Augusto César Morgado
Eduardo
Wagner

Resenhas de livro sempre têm um ingrediente subjetivo e isso faz com que às vezes seja interessante mostrar opiniões diversas sobre um mesmo livro. Assim, pela primeira vez, publicamos duas resenhas de um mesmo livro e uma nova resenha. de um livro já apresentado na RPM 27.
 

     Aprendendo e Ensinando Geometria

Primeira Resenha

Mary Montgomery Lindquist e
 Albert P. Shulte

(organizadores)Atual Editora, 1994

Os professores que, de algum modo, se preocupam com o ensino da Geometria na escola já podem contar com um importante auxílio para suas reflexões e seu trabalho em sala de aula. Isso porque a editora Atual publicou, recentemente, o livro Aprendendo e ensinando Geometria.

Publicado originalmente pelo respeitado Conselho Nacional de Ensino de Matemática (NCTM) dos Estados Unidos como livro do ano de 1987, essa obra é uma coletânea de vinte artigos divididos em cinco partes. Cada uma dessas partes agrupa textos com preocupações em torno de:

   fundamentação didática e metodológica para uma abordagem da Geometria na escola,

   a Geometria e suas aplicações na resolução de problemas,

   sugestões sobre o ensino de alguns tópicos particulares de Geometria,

   formas de estabelecer uma conexão entre Geometria e outros tópicos da Matemática e de        outras ciências,

   considerações sobre a Geometria na formação de professores.

Para apontar um dentre os muitos pontos que ilustrariam o valor dessa publicação, mencionamos a preocupação de todos os especialistas que redigiram os artigos em levar em conta aspectos didáticos do ensino da Geometria, aspectos cognitivos referentes à forma como os alunos constróem seu conhecimento geométrico, as dificuldades que permeiam o aprendizado da Geometria na escola e de que modo esses obstáculos podem ser transformados em ações que motivem e desafiem o aluno. Dois artigos do livro poderiam ser citados como exemplo de abordagem das preocupações acima.

O primeiro deles, O modelo vau Hiele de desenvolvimento do pensamento geométrico, apresenta o modelo de pensamento geométrico que emergiu dos trabalhos do casal Pierre e Dina van Hiele. Esse modelo consiste em cinco níveis de compreensão acerca da Geometria, denominados visualização, análise, dedução informal, dedução formal e rigor.

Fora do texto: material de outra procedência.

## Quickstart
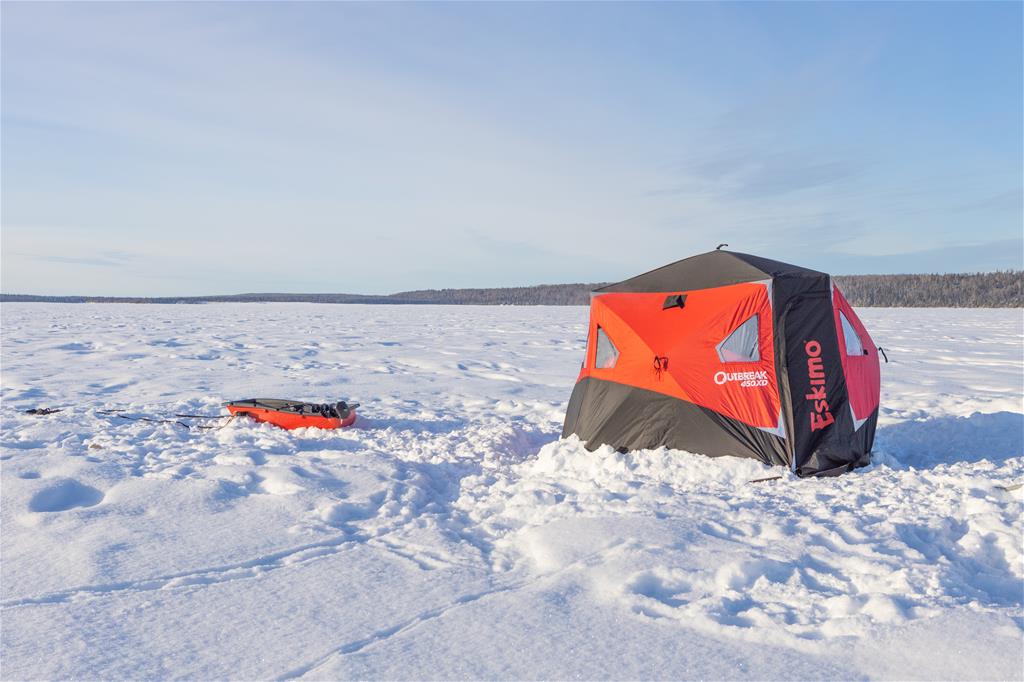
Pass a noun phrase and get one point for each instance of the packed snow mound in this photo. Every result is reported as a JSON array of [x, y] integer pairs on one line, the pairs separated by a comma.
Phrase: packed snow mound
[[451, 534]]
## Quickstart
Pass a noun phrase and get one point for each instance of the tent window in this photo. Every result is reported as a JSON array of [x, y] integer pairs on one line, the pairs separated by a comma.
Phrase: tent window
[[853, 344], [741, 345], [607, 354]]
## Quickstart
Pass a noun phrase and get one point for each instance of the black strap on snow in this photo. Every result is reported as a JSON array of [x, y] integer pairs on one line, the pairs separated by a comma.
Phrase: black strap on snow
[[763, 480]]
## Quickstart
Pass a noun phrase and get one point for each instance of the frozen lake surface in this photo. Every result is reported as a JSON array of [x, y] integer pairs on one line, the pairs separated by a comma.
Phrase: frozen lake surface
[[452, 535]]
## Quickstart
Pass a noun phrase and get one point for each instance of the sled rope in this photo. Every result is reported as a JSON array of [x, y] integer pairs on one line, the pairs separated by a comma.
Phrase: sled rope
[[156, 420]]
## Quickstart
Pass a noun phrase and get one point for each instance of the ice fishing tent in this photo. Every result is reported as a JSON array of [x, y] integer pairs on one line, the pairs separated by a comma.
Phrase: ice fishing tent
[[727, 353]]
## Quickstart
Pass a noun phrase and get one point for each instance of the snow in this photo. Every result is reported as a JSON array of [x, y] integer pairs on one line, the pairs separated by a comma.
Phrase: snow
[[451, 534]]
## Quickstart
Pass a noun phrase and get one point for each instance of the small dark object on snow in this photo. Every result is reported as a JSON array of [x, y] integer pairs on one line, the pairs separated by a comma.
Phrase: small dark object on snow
[[295, 414], [42, 411]]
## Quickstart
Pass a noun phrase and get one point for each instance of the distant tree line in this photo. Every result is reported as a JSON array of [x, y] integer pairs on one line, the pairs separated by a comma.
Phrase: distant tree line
[[981, 290]]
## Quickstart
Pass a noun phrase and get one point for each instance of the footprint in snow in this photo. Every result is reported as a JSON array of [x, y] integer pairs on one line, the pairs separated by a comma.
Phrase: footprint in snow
[[65, 495]]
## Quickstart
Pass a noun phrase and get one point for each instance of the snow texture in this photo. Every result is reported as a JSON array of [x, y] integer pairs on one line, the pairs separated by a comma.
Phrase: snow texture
[[451, 534]]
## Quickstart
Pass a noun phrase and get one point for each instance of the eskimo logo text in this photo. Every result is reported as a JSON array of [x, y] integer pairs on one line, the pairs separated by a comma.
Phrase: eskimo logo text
[[820, 417], [745, 379]]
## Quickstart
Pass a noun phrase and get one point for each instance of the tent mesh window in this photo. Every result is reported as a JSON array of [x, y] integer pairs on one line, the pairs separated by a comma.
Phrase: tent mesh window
[[853, 344], [741, 344], [607, 354]]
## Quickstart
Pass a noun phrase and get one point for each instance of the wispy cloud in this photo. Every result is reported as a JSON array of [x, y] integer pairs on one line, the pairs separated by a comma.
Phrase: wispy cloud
[[103, 259]]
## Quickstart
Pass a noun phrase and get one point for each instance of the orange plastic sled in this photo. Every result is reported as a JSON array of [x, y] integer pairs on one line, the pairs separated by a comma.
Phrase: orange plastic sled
[[294, 414]]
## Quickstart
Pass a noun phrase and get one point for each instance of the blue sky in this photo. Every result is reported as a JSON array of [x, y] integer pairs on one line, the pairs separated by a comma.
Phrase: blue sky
[[176, 148]]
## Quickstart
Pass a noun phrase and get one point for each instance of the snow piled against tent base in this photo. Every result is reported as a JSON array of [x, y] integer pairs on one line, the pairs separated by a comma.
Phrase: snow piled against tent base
[[452, 534]]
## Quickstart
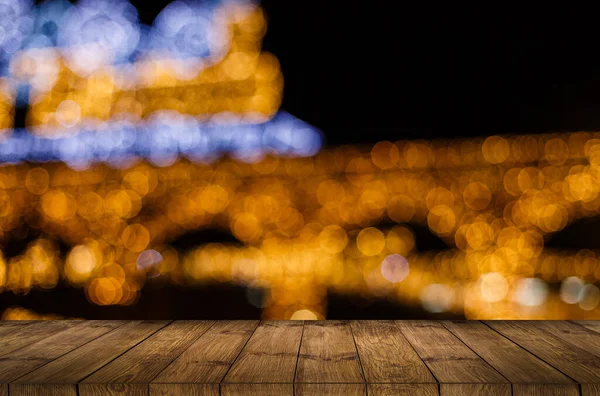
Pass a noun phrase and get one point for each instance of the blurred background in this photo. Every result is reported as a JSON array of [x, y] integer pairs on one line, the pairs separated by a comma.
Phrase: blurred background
[[229, 159]]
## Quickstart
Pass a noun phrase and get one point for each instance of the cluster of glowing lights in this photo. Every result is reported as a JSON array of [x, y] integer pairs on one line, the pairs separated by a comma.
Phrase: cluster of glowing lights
[[340, 221], [123, 153], [102, 87], [164, 138]]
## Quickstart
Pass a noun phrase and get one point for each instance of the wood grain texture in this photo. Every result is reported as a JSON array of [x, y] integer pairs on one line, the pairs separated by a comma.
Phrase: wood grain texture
[[328, 354], [545, 390], [33, 332], [576, 362], [593, 325], [572, 333], [590, 389], [11, 326], [402, 389], [448, 358], [22, 361], [146, 360], [83, 361], [209, 358], [257, 390], [113, 389], [330, 390], [513, 362], [184, 389], [475, 389], [270, 355], [386, 356], [43, 390]]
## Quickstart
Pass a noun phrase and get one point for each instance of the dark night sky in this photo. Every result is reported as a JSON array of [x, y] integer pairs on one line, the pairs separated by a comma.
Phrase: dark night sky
[[368, 71]]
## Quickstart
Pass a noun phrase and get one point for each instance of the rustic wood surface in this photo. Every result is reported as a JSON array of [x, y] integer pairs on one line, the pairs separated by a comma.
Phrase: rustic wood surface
[[217, 358]]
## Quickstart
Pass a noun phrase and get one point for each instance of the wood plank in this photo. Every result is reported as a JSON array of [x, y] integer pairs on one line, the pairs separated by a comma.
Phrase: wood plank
[[113, 389], [330, 389], [572, 333], [593, 325], [11, 326], [184, 389], [45, 389], [447, 357], [475, 389], [270, 355], [576, 362], [545, 390], [257, 389], [590, 389], [328, 354], [208, 359], [509, 359], [33, 333], [402, 389], [24, 360], [386, 356], [146, 360], [83, 361]]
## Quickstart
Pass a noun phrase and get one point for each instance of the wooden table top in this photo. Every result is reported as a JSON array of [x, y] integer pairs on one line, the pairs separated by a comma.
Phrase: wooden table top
[[299, 358]]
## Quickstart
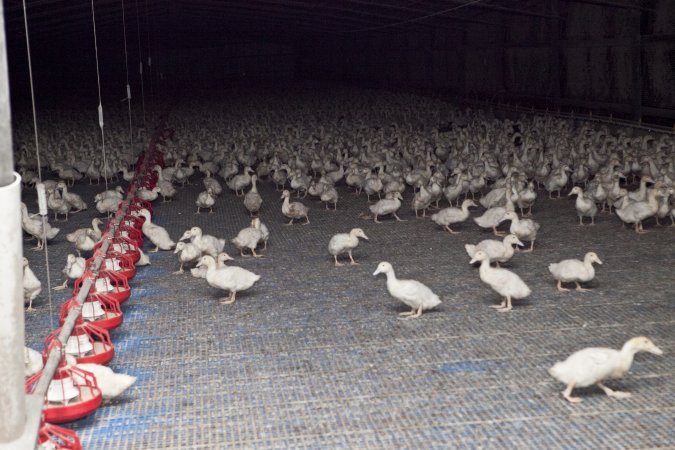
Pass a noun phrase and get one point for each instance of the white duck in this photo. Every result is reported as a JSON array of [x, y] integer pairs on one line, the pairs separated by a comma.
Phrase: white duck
[[205, 199], [74, 269], [32, 360], [411, 292], [157, 235], [388, 205], [188, 252], [231, 278], [294, 210], [74, 200], [585, 206], [248, 237], [112, 384], [345, 242], [33, 226], [252, 199], [451, 215], [31, 285], [525, 229], [504, 282], [595, 364], [206, 243], [498, 251], [574, 271]]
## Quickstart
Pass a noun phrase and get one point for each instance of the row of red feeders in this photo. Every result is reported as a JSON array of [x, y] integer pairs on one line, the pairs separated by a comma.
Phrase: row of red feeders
[[88, 343], [72, 393], [113, 261], [58, 438], [106, 282], [98, 309]]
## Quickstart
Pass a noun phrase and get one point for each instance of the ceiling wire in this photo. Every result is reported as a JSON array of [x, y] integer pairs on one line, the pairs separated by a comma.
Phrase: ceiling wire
[[415, 19]]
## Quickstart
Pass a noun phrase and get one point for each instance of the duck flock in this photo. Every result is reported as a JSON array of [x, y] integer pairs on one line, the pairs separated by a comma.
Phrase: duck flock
[[449, 163]]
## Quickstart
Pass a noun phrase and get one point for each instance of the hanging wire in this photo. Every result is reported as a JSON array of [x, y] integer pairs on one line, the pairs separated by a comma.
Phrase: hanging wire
[[415, 19], [151, 81], [140, 59], [100, 106], [37, 155], [126, 64]]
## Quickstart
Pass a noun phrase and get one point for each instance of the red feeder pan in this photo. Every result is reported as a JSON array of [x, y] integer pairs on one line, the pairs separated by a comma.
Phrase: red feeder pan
[[98, 309], [88, 343], [57, 438], [72, 393], [121, 245], [115, 262], [130, 233], [107, 282]]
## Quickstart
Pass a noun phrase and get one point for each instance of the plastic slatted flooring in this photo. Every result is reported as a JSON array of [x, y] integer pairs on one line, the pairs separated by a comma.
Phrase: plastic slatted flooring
[[314, 356]]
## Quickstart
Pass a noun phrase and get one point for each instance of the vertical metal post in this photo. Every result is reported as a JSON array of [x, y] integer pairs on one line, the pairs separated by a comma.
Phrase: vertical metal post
[[636, 58], [12, 395]]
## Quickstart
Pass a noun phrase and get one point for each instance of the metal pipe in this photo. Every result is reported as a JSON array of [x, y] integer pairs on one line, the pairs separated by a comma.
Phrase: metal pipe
[[54, 357]]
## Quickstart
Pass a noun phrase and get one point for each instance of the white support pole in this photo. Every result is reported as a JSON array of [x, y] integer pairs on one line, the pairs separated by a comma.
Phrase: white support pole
[[12, 390]]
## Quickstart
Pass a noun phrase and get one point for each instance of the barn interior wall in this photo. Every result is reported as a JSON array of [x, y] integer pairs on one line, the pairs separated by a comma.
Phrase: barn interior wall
[[566, 54]]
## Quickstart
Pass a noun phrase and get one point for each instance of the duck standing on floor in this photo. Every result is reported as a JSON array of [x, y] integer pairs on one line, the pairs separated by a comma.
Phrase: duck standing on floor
[[293, 210], [585, 206], [157, 235], [112, 384], [594, 365], [345, 242], [188, 252], [388, 205], [34, 226], [448, 216], [525, 229], [205, 199], [31, 285], [252, 199], [574, 271], [74, 269], [206, 243], [498, 251], [503, 281], [411, 292], [231, 278], [249, 238]]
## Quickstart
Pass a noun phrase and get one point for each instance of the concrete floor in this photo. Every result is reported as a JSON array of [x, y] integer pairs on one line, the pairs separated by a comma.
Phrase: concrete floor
[[315, 356]]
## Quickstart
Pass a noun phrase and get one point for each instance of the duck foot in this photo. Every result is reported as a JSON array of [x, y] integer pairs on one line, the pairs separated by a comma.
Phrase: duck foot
[[567, 394], [580, 289], [614, 394]]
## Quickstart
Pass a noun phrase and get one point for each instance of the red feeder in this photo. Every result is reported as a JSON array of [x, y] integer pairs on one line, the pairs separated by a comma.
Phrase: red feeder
[[132, 221], [107, 282], [72, 393], [115, 262], [121, 245], [98, 309], [57, 438], [130, 233], [88, 343]]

Apoiado em diversas experiências educacionais, o modelo descreve características do processo de aprendizagem de Geometria dos alunos e afirma que o aluno move-se, seqüencialmente, a partir do nível inicial — a visualização — até o nível mais elevado — o rigor —, que diz respeito aos aspectos formais da dedução geométrica. 0 artigo apresenta uma sinopse dos níveis e propõe sugestões de atividades adequadas aos quatro primeiros níveis, que deveriam, de acordo com a proposta do modelo, ser desenvolvidos na escola do primeiro e do segundo graus.

O segundo artigo, Percepção espacial e geometria primária, analisa as habilidades de percepção espacial e considera quais atividades geométricas poderiam desenvolver e realçar tais habilidades na criança da escola primária, pois, na opinião do autor, a própria natureza das atividades envolvidas na geometria primária faz dela o veículo ideal para a aquisição de experiências de percepção espacial.

Em ambos os artigos citados, a maior contribuição que temos é perceber que a Geometria na escola deve ser muito mais do que a apresentação, por parte de livros didáticos e professores, de nomes e propriedades de figuras.

Que o conhecimento geométrico é importante para o desenvolvimento do pensamento matemático e espacial parece já ser um consenso entre nós, professores, porém a discussão sobre quando, como e qual o tratamento dar à Geometria na escola permanece um problema em aberto para o ensino da Matemática. O livro Aprendendo e ensinando Geometria tenta, através de todos os artigos, responder ou, pelo menos, apontar meios para o encaminhamento dessas e de outras questões, o que faz dele uma excelente indicação de leitura.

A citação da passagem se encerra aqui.